Agenzia delle Dogane e dei Monopoli si è posta quattro diversi obiettivi, suddivisi in macro categorie. La prima è quella relativa all’impegno della crescita economica del paese. Obiettivo questo che intende perseguire facilitando la circolazione delle merci negli scambi internazionali (ecco quindi che ritorna l’importanza del codice Eori).

Il secondo riguarda invece la lotta all’evasione fiscale e alle frodi contro lo Stato. ADM contribuisce alla fiscalità interna e tutela gli interessi finanziari dell’Italia e dell’Unione Europea. Per questo motivo è addetta alla riscossione di tributi specifici, oltre ad avere poteri di polizia tributaria e giudiziaria.

Il terzo obiettivo è quello relativo al gioco d’azzardo e del settore dei tabacchi. L’Agenzia infatti esercita il ruolo di presidio dello Stato nei settori dei giochi e dei tabacchi. ADM assicura la riscossione dei tributi per l’Erario e allo stesso tempo tutela il cittadino attraverso concessioni e atti regolamentari.

Infine, il quarto obiettivo preposto per l’Agenzia delle Dogane e dei Monopoli è quello relativo alla salute e al benessere dei cittadini. Questo compito lo svolge controllando tutte le merci in ingresso all’interno del paese. ADM si impegna a combattere il contrabbando, la contraffazione, il riciclaggio e il traffico illecito di armi, droga, rifiuti, alimenti e farmaci non rispondenti alla normativa sanitaria vigente.
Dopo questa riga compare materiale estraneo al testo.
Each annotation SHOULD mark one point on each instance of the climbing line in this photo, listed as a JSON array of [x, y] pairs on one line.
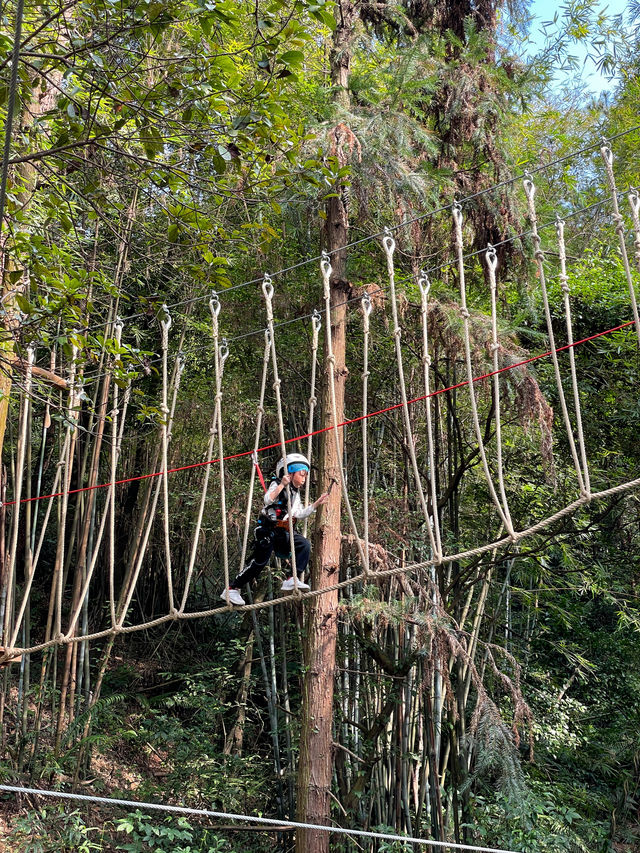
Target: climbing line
[[394, 228], [345, 423], [429, 271], [361, 578], [266, 821]]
I principi dell’organizzazione

L’Agenzia è organizzata sulla base dei seguenti principi generali riferiti all’azione amministrativa:

  • legalità
  • trasparenza
  • imparzialità

L’azione dell’Agenzia è quindi volta a valorizzare gli stili di gestione orientati al conseguimento dei risultati e a una corretta e proficua conduzione delle relazioni sindacali. In Agenzia è promossa la sperimentazione di soluzioni innovative in materia di pari opportunità e sostenibilità ambientale. L’organo sostiene l’assunzione responsabile delle decisioni e lo sviluppo di rapporti cooperativi con altri organi ed enti statali e non. Una responsabilità basata sulla consapevolezza della dimensione economica e sociale delle scelte gestionali e all’affermazione del senso etico dei fini pubblici primari.

Infine Agenzia delle Dogane e dei Monopoli sostiene il decentramento delle responsabilità operative, attraverso un’organizzazione interna centrale e periferica improntata a criteri di efficienza e flessibilità.